Most of the pilots she works with are former military pilots with plenty of experience flying in all kinds of situations and weather.
Serving a 70-mile radius from Greenville, sometimes the unit gets called to make a longer flight when needed. Her first day was memorable.
“My first flight was a stroke patient and we went to St. Dominic’s. My second flight was the same day, an on-scene flight. We land where the ambulance is. We met them at an airstrip in Shelby and took them to Memphis,” she said.
With nearly 100 flights under her belt, Bellipanni enjoys the adrenaline rush of her job and first realized that while working in the emergency room.
“I like taking care of really sick people,” she said. “I really enjoy flying because my patient needs me. They are critical and this job is rewarding because I know I’m making a difference in their outcome.”
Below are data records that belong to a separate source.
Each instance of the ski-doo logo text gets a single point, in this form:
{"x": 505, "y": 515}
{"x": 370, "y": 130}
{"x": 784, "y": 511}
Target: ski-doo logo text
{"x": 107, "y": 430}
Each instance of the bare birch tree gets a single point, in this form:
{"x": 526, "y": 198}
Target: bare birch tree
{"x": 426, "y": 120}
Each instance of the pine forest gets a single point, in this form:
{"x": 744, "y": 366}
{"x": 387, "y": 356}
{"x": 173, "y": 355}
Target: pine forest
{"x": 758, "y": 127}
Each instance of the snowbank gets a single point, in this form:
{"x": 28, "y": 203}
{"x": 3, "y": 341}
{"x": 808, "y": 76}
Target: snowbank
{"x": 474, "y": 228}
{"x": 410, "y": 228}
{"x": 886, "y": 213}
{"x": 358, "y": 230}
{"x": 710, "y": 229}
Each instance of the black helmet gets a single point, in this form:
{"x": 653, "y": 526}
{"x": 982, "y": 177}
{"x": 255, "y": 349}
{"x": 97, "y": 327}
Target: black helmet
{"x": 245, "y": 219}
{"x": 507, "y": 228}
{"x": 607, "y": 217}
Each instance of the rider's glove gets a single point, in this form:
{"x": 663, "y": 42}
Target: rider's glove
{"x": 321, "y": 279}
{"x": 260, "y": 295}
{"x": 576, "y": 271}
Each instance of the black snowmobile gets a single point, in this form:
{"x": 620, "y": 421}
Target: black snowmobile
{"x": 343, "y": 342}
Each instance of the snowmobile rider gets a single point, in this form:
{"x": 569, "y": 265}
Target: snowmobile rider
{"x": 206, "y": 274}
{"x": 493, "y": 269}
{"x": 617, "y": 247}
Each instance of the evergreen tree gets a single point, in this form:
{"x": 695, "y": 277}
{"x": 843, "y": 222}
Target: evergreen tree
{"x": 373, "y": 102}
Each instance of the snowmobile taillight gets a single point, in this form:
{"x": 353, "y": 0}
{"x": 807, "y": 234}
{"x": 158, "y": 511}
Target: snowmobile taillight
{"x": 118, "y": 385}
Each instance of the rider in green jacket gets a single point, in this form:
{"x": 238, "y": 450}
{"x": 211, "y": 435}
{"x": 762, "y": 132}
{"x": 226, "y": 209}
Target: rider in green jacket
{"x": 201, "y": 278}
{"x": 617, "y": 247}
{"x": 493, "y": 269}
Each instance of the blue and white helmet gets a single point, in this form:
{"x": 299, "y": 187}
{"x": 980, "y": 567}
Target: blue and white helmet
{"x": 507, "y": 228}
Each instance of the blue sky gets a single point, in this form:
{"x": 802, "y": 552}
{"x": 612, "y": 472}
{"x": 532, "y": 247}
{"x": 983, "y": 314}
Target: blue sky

Everyone has to be buckled up for take-off and landing but while in the air, she and her partner can unbuckle and perform medical procedures and care in a tight space.
“There is no room to stand up, if you do, you have to bend at the waist,” she said.
As excited as she was to take the Air Evac Lifeteam Nurse position, her parents, Karla and Domino Bellipanni – former Athletic Director at MDCC, were less enthusiastic.
“Their initial reaction – they were very quiet,” she said with a laugh. “They were nervous about it but now that they see all of the safety aspects, they felt a lot better.”
Part of that safety includes a checklist before every take-off and every landing.
“The pilot gives us a checklist and we give him a checklist. The pilot checks us off on our medical equipment to make sure everything is on board,” she said. “They make sure we are secure and the patient is secure. When you have a critical patient on-board, it’s easy to leave something and not realize it. We have a checklist for the pilot that includes instruments and gauges, caution and warning lights and risk assessments and make sure the fuel is good. We do it again right before we land.”
Her favorite part of being an Air Evac nurse is a scene flight.
“I like the EMS aspect of it because I didn’t get that before. Now being one of the first on-scene and getting them where they need to go is my favorite. I’m on the front line and making a difference in the patient’s outcome.”
While at MDCC, Bellipanni enjoyed being under now retired teacher, Debbie Gantz and the aforementioned Debbie Poe and their classes.
“She (Poe) was very influential in me doing well in nursing school and had everything I needed. She would check in on me even before I took her classes,” she said. “It was special to be in her last nursing school class before she retired. Gantz would tell stories that made me realize I was going into the right profession. I was so interested in what she had to say. She was an excellent teacher and very easily kept my attention and that’s not always easy to do.”
Bellipanni had dreamed of becoming a nurse even as a child.
“When I was little, my dad would bring me to Community Bank to watch the medical helicopter land. When I started working in the ER and would watch them fly patients out, I knew that would be a dream job.”
When she’s not flying across the Delta saving lives, Bellipanni enjoys CrossFit workouts and her two dogs keep her busy.
Elizabeth Bellipanni – a Trojan alum flying high as an Air Evac Lifeteam nurse and saving lives across the Delta.